Preston Cross's face split in a mirthless smile.
"That is what I'm paying the two of you to find out."
Alys flushed with anger and would have made a hotheaded reply, but a cool flick of Galf's gaze in her direction made her damp things down at once. She could almost hear his voice saying, "So you don't like your client? So what? His meseta's still good, isn't it?"
What he actually said out loud, though, was, "And you're sure it's not just that it ran out of power the last time you used it?"
"Quite. I've experimented in the past. It can be used between twenty-five and thirty times each day, and...how shall I phrase it?...'recharges' itself after twenty-four hours, no doubt by drawing on the ambient power in the environment the way we do in order to use techniques. This time, it has failed to do so."

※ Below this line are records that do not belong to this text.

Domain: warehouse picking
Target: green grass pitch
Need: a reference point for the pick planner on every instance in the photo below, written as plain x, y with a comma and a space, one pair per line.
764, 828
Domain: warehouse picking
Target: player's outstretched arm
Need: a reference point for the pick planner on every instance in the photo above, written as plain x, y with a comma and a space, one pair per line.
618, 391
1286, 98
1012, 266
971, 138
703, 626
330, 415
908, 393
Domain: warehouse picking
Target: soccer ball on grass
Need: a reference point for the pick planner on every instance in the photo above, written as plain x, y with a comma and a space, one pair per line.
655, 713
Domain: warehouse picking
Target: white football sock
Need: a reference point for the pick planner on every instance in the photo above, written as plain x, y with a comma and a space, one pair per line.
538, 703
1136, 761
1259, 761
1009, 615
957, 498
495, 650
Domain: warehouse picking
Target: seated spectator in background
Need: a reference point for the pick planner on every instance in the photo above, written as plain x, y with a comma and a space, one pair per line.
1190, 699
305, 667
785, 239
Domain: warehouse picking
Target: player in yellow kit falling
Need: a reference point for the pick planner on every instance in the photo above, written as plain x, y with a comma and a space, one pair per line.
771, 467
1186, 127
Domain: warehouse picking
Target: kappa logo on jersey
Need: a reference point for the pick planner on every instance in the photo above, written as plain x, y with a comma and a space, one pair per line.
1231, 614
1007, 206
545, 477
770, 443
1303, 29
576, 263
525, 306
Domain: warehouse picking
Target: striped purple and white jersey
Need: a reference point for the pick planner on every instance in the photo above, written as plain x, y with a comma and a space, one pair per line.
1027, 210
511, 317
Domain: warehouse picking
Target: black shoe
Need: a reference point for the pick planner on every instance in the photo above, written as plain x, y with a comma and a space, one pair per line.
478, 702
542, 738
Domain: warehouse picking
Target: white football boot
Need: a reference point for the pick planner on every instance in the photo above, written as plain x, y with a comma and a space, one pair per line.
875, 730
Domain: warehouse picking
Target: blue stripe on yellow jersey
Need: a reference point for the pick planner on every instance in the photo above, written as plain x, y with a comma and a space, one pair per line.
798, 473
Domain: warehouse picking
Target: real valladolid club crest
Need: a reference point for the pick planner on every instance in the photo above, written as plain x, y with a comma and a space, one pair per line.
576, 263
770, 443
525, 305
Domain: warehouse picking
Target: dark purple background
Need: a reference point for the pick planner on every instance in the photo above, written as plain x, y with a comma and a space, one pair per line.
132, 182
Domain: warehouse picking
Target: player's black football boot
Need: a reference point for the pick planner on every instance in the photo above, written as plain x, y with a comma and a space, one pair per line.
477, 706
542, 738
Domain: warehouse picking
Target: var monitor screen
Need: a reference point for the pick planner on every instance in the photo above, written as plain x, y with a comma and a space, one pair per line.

"Can't deny it's suspicious. You get the big bang and the next day your magic toy isn't working."
"That's how I saw it, at least," Cross tried his poor-little-trader act again. "You're the experts in this area, though. Just to clarify your objectives, most of all I want the thief. I go to a good deal of trouble to protect my collection. I will not have my privacy violated in such a fashion, and I want the entire underworld to know it!" He struck his fist on the table. "For an expert thief like this one to receive fifteen years at hard labor for burglary, theft, and destruction of property will send a message to the scum and riffraff of the inevitable consequences!"
He took a deep breath to help him restore his calm, then went on.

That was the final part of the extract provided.